Bij Chrystal Bay rusten we een half uurtje op het mooie strand en neem ik een duik in de toch wel onstuimige branding.
Diner hadden we in Secret Penida met heerlijke tonijn en fantastisch zicht op zee. Gelukkig had ik op voorhand gereserveerd, we kregen een knus waterfront tafeltje, quasi met de voeten in het water. De tweede avond waren we bij Coco Penida, eigenlijk net zo lekker en mooi, maar jammer genoeg een beetje verstoord door een grote groep te luidruchtige Chinese toeristen.

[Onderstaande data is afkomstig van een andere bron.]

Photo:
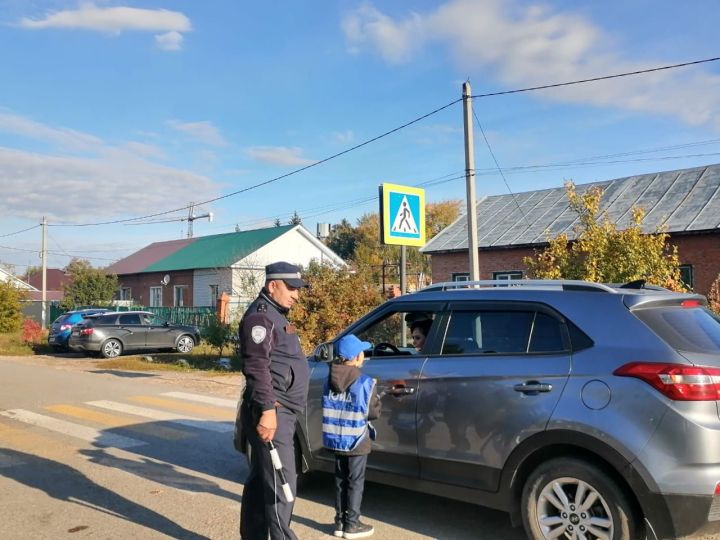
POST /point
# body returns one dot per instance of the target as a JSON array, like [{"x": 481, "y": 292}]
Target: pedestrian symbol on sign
[{"x": 404, "y": 221}]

Vooraleer dit mooie eiland achter ons te laten zie ik nog kans om mee te gaan op een snorkel excursie. De boot zit vol jonge en onwennige Fransen en Chinezen die blijkbaar nog nooit eerder snorkelden. Men mag me niet kwalijk nemen dat ik een beetje gniffelend toekeek. De grappigste was een dikke chinees die bij het aantrekken van zijn zwemvliezen uitgleed en pardoes achterover overboord viel.
De beloofde Manta reuzenroggen kregen we niet te zien. Jammer. Het immense koraalrif is wel prachtig. We zien een duizenden visjes in alle mogelijke kleuren, een school grote dolfijnen en twee reuzenschildpadden. Een mooie afsluiter.
Onze laatste drie dagen zijn we in Ubud, een bekende spot te midden van prachtige rijstvelden in het binnenland van Bali.
We gunden ons wat extra luxe en boekten drie nachten in het Anandadara Hotel. Het is een voltreffer.
Ook hier huurden we direct een scooter. Die heb je hier echt nodig en voor de prijs moet je het niet laten. (gemiddeld 7 €/dag)
We bezoeken Tegallalang, een bekende trekpleister die bestaat uit een reeks valleien met de mooiste rijstveldterrassen, zo’n half uur van ons hotel. De eerste vallei is weliswaar héél mooi, maar is getransformeerd in één groot pretpark met fonteintjes, schommels en death-rides, Niets voor ons. Gelukkig kan je die drukte gemakkelijk achter je laten door afwisselend steil bergop- en bergaf door te trekken naar de achterliggende valleien. We klimmen en lopen ons in het zweet maar genieten van de prachtige uitzichten. Op het keerpunt kopen we bier bij een stalletje en laten ons fotograferen door een vriendelijke rijstboer.
Onze eerste dag in Ubud kan niet meer stuk.